After the funeral, my relationship with my dad weighed on me. It was a constant stone I carried everywhere I went. Every thought and feeling was impacted by it. Fourteen years of events played through my mind on repeat. It was torture… and it was healing.
God works in mysterious ways, and during the nine months following the funeral, He worked by putting an increasingly heavy burden on my heart about my dad, our relationship, and the part I continued to play in its failure. It is easy to forgive a child, even a teenager, for her mistakes, but as an adult you must accept your portion of the blame for failed relationships. That’s how forgiveness works.
By November, I could no longer carry the weight. It was too heavy. I told David that I needed to call my dad. I needed to try to have a relationship with him. I was at a point where I would accept whatever he was willing to give. I no longer wanted to clothe myself in a blanket of pride. David, of course, said he would support me with whatever decision I made.
I don’t remember the day or the time or even what I said, but I do know that I finally made the call. I know that David and I were invited over. And again, and again, and again. I do know that was the first Christmas I had spent with my dad in years. I do know that it was awkward (for me), but only at first. I do know that my aunt told me, “you have no idea what this means to him.” I do know that a piece of me was made whole again.
On one of those many visits we started to talk about family, his family, MY family. While we were reminiscing my dad pulled out a chest where he stored all the photos and things that were important to him, things he didn’t want to forget. As he dug for old photos of my grandfather, he removed items from the chest and laid them across the bed.
Mixed in with old pictures and WWII rifle shells were cards and letters… cards and letters that I had sent him over the years. He had saved every one. Every card. Every picture from my very unartistic hand. Every note poured from my heart.
A million things clicked together for me in that moment. All my doubts from previous years were erased. Hurt and anger were replaced with forgiveness and acceptance. My daddy really did love me.

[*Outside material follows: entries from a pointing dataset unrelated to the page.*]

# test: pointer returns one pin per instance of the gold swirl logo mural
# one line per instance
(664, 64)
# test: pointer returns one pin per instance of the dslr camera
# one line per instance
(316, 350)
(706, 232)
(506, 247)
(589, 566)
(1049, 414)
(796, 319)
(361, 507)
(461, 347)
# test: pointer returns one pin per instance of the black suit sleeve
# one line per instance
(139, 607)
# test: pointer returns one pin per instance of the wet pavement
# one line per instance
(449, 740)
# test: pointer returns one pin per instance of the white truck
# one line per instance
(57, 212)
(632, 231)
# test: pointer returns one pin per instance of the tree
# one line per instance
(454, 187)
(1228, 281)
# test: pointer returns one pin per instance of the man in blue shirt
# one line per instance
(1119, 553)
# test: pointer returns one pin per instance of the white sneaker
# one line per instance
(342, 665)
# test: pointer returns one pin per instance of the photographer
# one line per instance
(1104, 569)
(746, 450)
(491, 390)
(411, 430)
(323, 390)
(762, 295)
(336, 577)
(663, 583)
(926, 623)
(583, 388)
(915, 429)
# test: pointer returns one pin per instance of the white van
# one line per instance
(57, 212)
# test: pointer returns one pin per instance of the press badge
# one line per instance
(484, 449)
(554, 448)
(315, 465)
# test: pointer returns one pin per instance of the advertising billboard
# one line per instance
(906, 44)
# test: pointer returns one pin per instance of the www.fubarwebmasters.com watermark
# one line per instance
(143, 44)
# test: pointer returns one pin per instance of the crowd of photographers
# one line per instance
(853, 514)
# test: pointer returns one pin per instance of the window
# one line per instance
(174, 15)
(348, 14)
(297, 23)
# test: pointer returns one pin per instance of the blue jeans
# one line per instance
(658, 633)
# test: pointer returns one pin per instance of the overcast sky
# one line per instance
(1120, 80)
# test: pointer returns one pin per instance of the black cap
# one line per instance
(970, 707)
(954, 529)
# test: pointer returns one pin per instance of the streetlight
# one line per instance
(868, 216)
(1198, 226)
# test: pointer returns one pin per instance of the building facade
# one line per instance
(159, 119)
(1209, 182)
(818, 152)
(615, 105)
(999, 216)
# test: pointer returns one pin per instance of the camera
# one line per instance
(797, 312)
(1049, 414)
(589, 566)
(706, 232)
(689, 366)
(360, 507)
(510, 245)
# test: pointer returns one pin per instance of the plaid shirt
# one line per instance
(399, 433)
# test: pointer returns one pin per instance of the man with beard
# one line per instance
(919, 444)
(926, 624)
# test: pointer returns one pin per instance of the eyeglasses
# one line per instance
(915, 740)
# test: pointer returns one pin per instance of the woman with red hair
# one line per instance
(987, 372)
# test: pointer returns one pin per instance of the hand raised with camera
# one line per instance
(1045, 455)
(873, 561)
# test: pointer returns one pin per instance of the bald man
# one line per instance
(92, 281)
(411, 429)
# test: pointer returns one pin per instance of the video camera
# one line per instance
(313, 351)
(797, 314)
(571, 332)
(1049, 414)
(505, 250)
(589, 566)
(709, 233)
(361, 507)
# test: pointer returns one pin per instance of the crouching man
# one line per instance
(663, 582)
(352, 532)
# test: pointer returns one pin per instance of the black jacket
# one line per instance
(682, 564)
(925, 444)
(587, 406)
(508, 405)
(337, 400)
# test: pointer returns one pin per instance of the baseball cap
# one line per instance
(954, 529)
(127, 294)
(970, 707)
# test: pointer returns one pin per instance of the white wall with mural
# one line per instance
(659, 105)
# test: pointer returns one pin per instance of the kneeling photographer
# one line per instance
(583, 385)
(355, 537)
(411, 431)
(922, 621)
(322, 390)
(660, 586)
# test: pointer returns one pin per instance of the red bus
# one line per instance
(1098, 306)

I graduated college in May of the following year. My Dad and Gayle took David and I to Mexico as a graduation gift. I accepted a job in Houston, and David and I moved to the small town where my Dad lived. Over the next few years we spent a lot of time together. We built a lot of good memories. We were happy. We were a family.
Until December 18th.
Note: This a series I’m writing about my relationship with my Dad. This is the story of my pain based on my perceptions of events. Some of it will not be pretty, but it is time for me to set these memories free. Mistakes were made by everyone, including me, so please read with a soft heart and forgiveness so that I may forgive myself. Also, please keep in mind there are always at least two sides to every story.
Some people will probably think that I should not write this, but I offer up two quotes from Anne Lamott for the reason why I should.
If people wanted you to write warmly about them they should have behaved better.
Forgiveness is giving up all hope of having had a better past.
I will be linking these posts up with Heather of the Extraordinary Ordinary for Just Write because that is the only way I will be able to get them out… to just write.